Rather than uniting India, the great British achievement was to divide it. Tharoor argues that India’s Hindu/Muslim divide only began under the British colonial rule, and that partition between India and Pakistan would never have happened without the British. In 1857, the British were horrified to see Hindus and Muslims fighting together against the British during the Indian Mutiny. So the British launched a divide and rule policy along religious lines. They sought to forment a separate Muslim consciousness.
The British were also disturbed to see that when the Indian National Congress was first formed, and its first presidents included Hindus, Christians, Muslims, and Parsis. The British then lobbied for and financed the creation of the Muslim League as a rival body, deliberately to split the nationalists along religious lines, that being the easiest way to divide and rule. In 1905, the British partitioned Bengal, explicitly telling Muslims that they were giving them a Muslim majority province.
Tharoor also argues that while India long had the caste system, it was a rather fuzzy thing. But the British took the caste system and codified and entrenched it, to use as a means of social control.
The English language was not given to India for the country’s benefit. The British taught English to only a narrow stratum of Indian society which they could use to enhance their control of India. (Even today, only about 10% of Indian speak English.) The British had no incentive to educate Indians as that they might learn of the injustices of the British. The fact that the Indian elite has seized upon English, educated themselves in it, and turned it into an instrument of their own liberation is to the credit of the Indians, not the British.
Overall, Tharoor reluctantly concedes that there have been some benefits for India from British colonialism, but that this is not because of the British of magnanimity. They were basically indirect consequences of British self-serving actions. But he also argues that India suffered from the colonisation of the mind, something which it is much more difficult to overcome.

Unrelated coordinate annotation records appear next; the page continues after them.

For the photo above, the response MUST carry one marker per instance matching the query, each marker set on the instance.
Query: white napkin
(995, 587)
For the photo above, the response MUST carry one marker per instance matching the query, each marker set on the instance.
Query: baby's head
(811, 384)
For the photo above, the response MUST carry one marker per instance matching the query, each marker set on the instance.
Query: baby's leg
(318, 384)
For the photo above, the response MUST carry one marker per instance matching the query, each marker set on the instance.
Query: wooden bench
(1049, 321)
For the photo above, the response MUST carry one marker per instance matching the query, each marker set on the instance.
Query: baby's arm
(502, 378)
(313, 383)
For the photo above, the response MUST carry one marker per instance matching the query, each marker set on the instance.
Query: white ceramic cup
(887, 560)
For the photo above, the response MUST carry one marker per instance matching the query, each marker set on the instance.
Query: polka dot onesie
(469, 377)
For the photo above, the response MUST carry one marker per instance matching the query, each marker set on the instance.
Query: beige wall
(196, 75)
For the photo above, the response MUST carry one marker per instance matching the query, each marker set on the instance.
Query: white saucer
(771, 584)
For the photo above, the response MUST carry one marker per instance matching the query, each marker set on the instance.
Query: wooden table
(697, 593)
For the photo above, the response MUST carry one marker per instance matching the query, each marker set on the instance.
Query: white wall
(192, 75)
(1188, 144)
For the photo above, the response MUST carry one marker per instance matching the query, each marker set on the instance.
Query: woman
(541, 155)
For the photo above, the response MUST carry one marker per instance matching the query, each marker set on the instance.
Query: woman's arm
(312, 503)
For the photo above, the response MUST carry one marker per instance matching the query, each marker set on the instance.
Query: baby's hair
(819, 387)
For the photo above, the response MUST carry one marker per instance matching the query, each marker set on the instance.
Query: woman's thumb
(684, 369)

How then did this poor little country of Britain manage to conquer India? At the time of the East India Company’s arrival in India, the Moghul regime was disintegrating, and several Indian local powers were rising. But they never managed to unite themselves. Indeed, the British were able to collaborate with some of these local Indian groups, and bribe them for support. Thus, Indians were very much complicit in their own oppression. The British could not have ruled India without Indian complicity. The British also succeeded thanks to its superior military technology.
What to do
Tharoor’s book grew out of a speech he made at an Oxford Union debate on the proposition that “Britain Owes Reparations to Her Former Colonies”. He does not believe that reparations would make any sense. But he does believe that a formal apology is due. Britain has a moral debt.

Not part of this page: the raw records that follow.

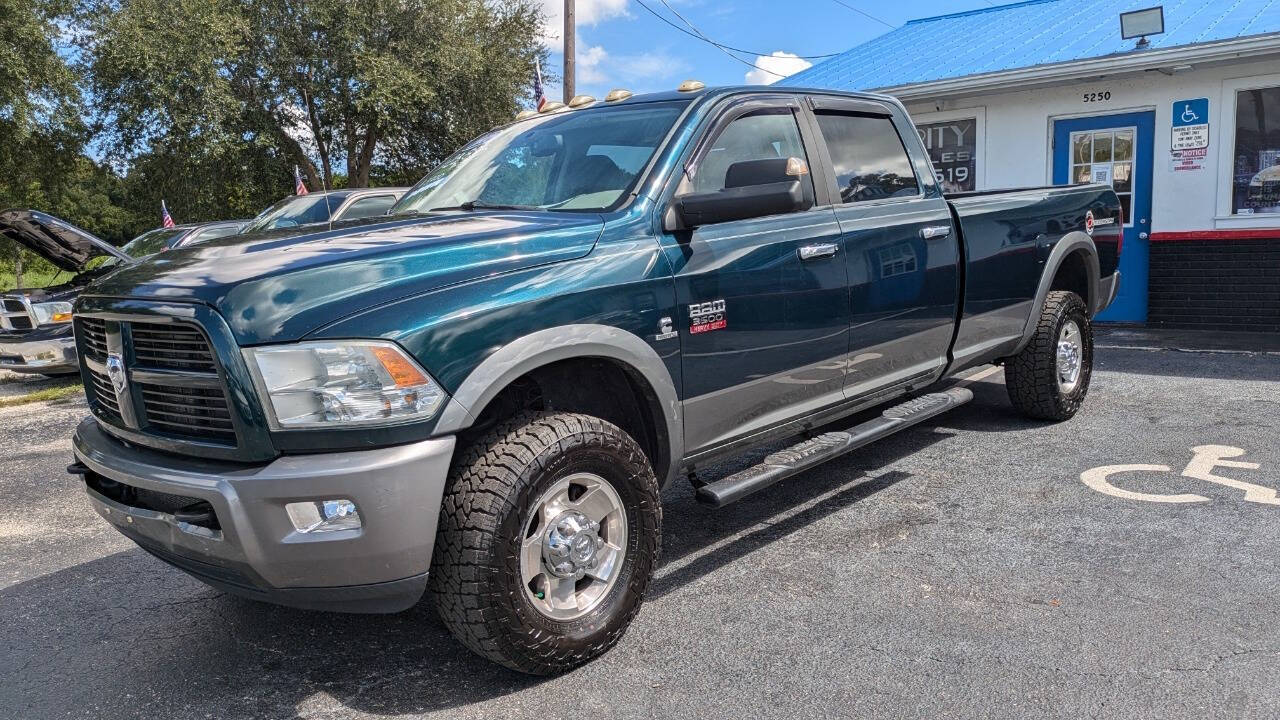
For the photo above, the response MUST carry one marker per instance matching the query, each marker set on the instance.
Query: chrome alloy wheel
(574, 546)
(1070, 355)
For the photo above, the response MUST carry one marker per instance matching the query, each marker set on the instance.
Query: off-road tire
(1031, 377)
(475, 578)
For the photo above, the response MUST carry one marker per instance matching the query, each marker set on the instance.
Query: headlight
(343, 382)
(51, 313)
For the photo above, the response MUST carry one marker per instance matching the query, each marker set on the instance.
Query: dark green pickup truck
(483, 395)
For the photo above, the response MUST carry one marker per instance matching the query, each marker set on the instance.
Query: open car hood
(58, 241)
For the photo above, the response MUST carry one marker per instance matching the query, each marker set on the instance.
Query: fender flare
(1070, 242)
(566, 342)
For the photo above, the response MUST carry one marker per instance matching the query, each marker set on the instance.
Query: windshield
(584, 160)
(295, 210)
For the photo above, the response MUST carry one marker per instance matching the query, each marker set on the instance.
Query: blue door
(1115, 149)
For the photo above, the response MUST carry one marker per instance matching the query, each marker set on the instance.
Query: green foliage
(373, 90)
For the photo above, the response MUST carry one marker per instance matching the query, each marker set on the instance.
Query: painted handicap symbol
(1207, 459)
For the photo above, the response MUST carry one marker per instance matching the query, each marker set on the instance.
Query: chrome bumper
(251, 547)
(48, 355)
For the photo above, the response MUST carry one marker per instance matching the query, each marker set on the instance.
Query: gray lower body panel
(252, 548)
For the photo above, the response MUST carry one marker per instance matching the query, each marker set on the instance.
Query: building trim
(1193, 236)
(1072, 71)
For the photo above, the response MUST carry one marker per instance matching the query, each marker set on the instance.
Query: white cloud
(586, 12)
(775, 67)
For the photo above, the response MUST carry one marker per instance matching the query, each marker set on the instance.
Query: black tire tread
(1031, 377)
(487, 481)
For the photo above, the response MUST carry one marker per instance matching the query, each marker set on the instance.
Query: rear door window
(868, 155)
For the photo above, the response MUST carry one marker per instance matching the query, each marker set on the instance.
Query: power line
(699, 35)
(842, 4)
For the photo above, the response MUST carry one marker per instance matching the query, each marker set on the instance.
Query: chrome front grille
(16, 314)
(172, 388)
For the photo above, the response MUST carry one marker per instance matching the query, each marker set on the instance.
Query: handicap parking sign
(1191, 124)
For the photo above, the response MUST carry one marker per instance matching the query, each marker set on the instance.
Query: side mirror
(753, 188)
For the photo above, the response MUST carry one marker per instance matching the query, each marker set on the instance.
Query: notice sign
(1187, 160)
(1191, 124)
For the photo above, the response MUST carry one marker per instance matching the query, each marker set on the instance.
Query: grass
(44, 395)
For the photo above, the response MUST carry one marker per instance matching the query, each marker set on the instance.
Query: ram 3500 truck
(483, 395)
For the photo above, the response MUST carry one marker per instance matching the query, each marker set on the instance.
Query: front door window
(1106, 155)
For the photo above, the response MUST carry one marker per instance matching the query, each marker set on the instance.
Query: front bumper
(252, 548)
(49, 355)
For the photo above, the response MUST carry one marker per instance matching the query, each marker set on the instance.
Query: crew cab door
(900, 247)
(763, 313)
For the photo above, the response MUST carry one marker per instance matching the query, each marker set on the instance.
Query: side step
(814, 451)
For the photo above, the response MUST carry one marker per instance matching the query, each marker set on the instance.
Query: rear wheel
(549, 536)
(1050, 377)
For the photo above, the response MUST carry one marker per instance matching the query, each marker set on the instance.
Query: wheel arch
(1072, 264)
(548, 347)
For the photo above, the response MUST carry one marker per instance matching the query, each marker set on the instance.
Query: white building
(1183, 122)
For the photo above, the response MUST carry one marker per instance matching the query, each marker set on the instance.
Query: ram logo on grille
(115, 372)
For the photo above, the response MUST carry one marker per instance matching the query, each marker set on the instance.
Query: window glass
(1256, 180)
(869, 158)
(369, 206)
(585, 160)
(757, 136)
(952, 150)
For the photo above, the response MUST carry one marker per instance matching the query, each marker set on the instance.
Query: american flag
(539, 96)
(298, 186)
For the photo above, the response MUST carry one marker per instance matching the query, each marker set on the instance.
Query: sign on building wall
(952, 150)
(1189, 139)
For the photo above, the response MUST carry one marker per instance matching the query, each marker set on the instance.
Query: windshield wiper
(471, 205)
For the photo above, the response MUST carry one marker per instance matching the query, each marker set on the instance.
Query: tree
(370, 90)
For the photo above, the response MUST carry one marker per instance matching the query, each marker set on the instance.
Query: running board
(816, 451)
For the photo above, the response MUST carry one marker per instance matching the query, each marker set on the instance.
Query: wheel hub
(571, 545)
(1069, 354)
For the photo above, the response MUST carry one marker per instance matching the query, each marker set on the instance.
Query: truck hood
(282, 285)
(58, 241)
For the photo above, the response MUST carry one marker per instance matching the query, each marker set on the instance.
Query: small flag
(539, 96)
(298, 186)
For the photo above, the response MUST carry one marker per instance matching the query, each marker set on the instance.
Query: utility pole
(570, 31)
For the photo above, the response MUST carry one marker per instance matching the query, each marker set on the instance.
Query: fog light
(324, 515)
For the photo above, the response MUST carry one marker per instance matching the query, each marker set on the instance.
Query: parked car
(35, 323)
(483, 395)
(330, 206)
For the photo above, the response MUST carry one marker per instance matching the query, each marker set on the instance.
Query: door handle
(818, 251)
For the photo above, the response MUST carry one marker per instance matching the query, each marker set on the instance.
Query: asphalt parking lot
(961, 569)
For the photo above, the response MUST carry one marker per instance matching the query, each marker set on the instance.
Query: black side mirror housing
(753, 188)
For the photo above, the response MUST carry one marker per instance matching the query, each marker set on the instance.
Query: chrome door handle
(818, 251)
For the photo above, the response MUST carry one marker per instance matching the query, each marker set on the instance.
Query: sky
(621, 44)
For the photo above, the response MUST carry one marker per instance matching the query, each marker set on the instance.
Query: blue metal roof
(1024, 35)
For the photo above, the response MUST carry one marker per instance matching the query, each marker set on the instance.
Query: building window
(952, 150)
(1106, 155)
(1256, 176)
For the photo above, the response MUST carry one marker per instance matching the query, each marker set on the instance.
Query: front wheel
(549, 536)
(1050, 377)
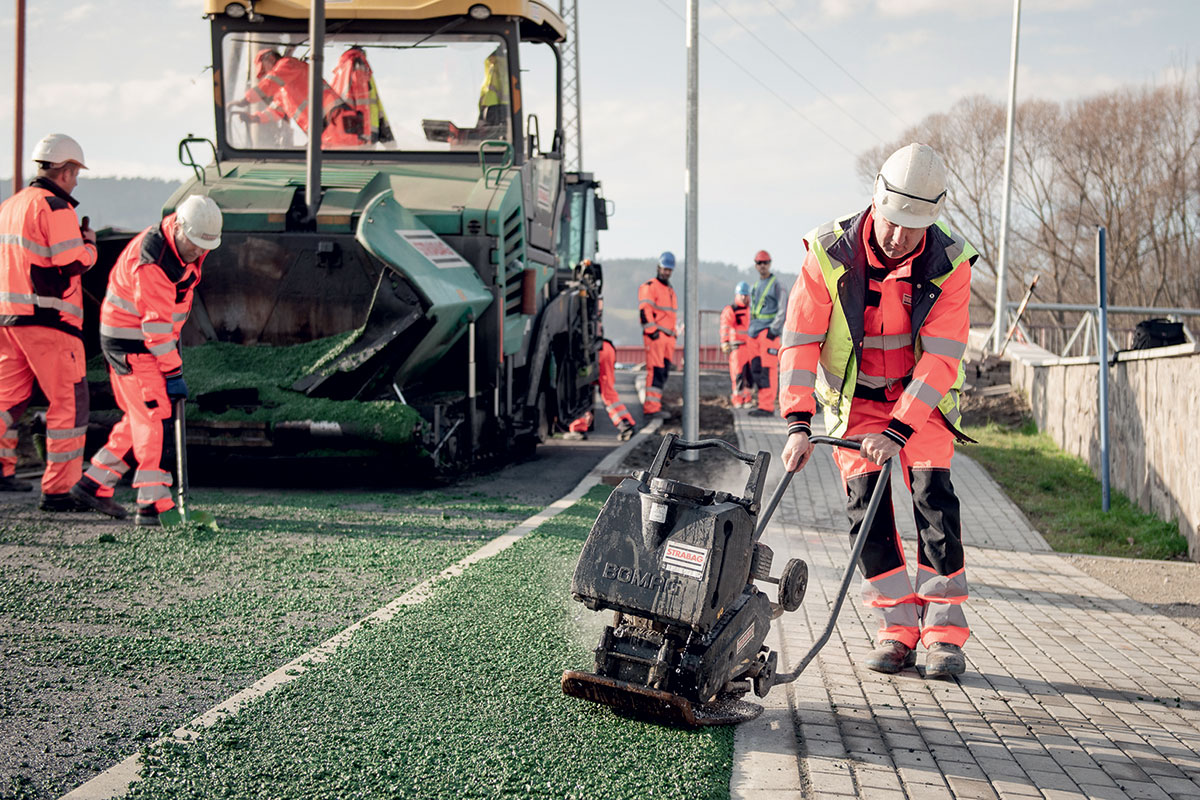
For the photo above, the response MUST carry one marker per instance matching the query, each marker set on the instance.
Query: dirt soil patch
(712, 469)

Tharoor believes that Britain is suffering from historical amnesia about the time of the Empire, abetted by rose-tinted television shows like “Indian Summers”, “Far Pavillions” and “The Jewel in the Crown”. He argues that the colonists at the time had no illusions about what they were doing. They were most clearly in it for the money.

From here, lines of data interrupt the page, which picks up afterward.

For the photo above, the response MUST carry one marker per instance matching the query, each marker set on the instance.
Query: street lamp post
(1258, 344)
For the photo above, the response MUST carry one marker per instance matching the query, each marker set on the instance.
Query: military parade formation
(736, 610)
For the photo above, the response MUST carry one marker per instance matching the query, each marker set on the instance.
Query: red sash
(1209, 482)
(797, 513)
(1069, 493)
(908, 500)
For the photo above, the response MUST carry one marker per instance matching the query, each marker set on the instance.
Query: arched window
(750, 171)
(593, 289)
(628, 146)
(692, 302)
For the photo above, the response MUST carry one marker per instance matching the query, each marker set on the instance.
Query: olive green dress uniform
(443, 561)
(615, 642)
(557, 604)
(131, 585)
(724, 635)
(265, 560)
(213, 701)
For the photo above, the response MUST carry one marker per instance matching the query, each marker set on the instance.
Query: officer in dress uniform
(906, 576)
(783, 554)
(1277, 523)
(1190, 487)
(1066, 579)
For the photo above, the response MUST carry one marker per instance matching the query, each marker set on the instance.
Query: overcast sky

He is thus perplexed that British schools do not teach colonial history. According to opinion polls, many young English people are strangely proud of the empire and would like to have it back. Further, London, a world capital of museums, does not even have a museum of British colonialism.
There are still very many apologists for the British Empire who criticise Tharoor’s writings and seek to justify all the British actions. But virtually all of his information comes from highly respected sources and passes the test of academic credibility. It is also true that Tharoon offers several speculative opinions and scenarios. But even if only half of his material were reliable, it would still represent a very shameful period of British history.